1. Get some acetone. Pure acetone. Make a little spot on the finish with a Q tip, in an un noticed place. You can dismount the neck and make a spot on the heel of the neck. If the finish softens after a few minutes, its lacquer, and we'll treat it as lacquer. If not, its some sort of poly, and we'll treat it like poly.
2. If its lacquer... and I'm thinking its not... then you drop fill, or rather, brush fill, many many thin coats, over a period of a long long time, letting each coat dry for a good week or so between it and the next coat.
3. If its poly, then you can drop fill it with superglue, let it dry overnite or even two days.

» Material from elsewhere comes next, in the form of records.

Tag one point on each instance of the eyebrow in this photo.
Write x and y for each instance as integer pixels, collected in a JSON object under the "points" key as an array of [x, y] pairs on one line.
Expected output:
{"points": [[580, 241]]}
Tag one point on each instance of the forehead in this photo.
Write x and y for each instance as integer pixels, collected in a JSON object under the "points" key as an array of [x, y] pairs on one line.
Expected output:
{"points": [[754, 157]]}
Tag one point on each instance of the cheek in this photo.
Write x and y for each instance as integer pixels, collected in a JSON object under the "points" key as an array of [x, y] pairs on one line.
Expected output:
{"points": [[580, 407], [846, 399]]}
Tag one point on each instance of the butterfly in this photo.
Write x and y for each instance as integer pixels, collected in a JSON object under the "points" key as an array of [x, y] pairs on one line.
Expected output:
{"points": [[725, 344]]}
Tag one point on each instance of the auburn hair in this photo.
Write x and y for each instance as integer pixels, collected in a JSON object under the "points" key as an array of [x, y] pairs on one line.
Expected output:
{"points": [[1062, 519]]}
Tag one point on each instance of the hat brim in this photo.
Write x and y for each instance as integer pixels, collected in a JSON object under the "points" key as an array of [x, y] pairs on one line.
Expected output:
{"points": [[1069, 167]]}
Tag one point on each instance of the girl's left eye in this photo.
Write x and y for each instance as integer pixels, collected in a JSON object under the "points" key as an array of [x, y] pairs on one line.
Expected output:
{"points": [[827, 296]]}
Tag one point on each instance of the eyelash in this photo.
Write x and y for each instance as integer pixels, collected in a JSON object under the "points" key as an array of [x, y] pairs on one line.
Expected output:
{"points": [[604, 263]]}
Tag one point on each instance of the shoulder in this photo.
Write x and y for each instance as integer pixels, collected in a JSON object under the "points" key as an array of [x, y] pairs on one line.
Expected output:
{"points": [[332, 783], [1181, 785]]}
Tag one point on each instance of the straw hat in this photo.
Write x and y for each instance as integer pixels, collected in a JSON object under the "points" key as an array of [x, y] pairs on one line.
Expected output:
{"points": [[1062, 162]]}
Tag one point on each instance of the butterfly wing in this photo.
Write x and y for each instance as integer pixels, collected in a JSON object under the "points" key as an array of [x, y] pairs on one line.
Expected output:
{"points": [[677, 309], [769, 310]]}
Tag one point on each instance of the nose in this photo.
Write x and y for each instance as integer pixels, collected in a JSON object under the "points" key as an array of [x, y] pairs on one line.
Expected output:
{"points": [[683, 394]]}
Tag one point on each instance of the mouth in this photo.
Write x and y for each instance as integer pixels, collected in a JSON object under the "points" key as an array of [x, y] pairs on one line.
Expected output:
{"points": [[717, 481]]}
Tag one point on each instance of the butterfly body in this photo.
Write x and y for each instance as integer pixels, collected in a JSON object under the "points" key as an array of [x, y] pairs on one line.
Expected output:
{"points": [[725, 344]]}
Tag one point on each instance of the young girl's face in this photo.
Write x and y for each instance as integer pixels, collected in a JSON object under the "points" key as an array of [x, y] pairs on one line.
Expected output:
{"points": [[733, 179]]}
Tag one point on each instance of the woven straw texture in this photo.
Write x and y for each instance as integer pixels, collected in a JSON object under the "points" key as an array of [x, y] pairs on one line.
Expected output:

4. Either way, level sand when fully dry - at least one month after your lacquer, or two days if superglue. Inspect it and see if it needs additional filling to level out. If so, do that and let it dry again......

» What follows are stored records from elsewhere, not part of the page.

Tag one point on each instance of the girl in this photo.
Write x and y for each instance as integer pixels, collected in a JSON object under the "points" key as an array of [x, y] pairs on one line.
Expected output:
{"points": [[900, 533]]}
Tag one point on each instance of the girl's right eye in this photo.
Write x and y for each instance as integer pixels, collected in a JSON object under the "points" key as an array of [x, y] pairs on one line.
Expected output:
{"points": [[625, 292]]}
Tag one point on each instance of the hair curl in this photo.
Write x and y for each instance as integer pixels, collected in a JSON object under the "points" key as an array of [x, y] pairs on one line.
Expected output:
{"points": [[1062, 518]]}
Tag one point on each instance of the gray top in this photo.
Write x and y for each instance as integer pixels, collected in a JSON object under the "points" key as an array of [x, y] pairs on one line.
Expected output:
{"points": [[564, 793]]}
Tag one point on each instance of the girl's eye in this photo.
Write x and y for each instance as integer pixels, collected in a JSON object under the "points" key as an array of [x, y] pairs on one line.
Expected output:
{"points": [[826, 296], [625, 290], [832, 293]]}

5. Do your final leveling (and do ALL leveling with a sanding block please!). Then buff out. Both super glue and lacquer will buff out from 600 grit paper, although you can go to 800 on super glue for a bit easier buff. No need on lacquer.
Thats it.
The key - ALWAYS ALWAYS ALWAYS - is adequate dry down. Lacquer is going to be thicker than the original finish - and take next to forever to dry. With lacquer, many thin coats is the key on a fill operation. For super glue , you can get by on fewer, and a bit thicker coats.
Also, for super glue, you might want to try this - mask the area so you get a little bit of ok finish around the bad spot, then swipe on the super glue with your finger. Do that a few times over and over... until you build up finish. When you remove the tape, you'll have a bit larger spot to level down, but it levels so easy, there's no real problem there. It also helps if you lightly sand the area around the repair to get some tooth on it. You can do this once its masked. Something like 320 paper should be fine ... just rough it up a bit.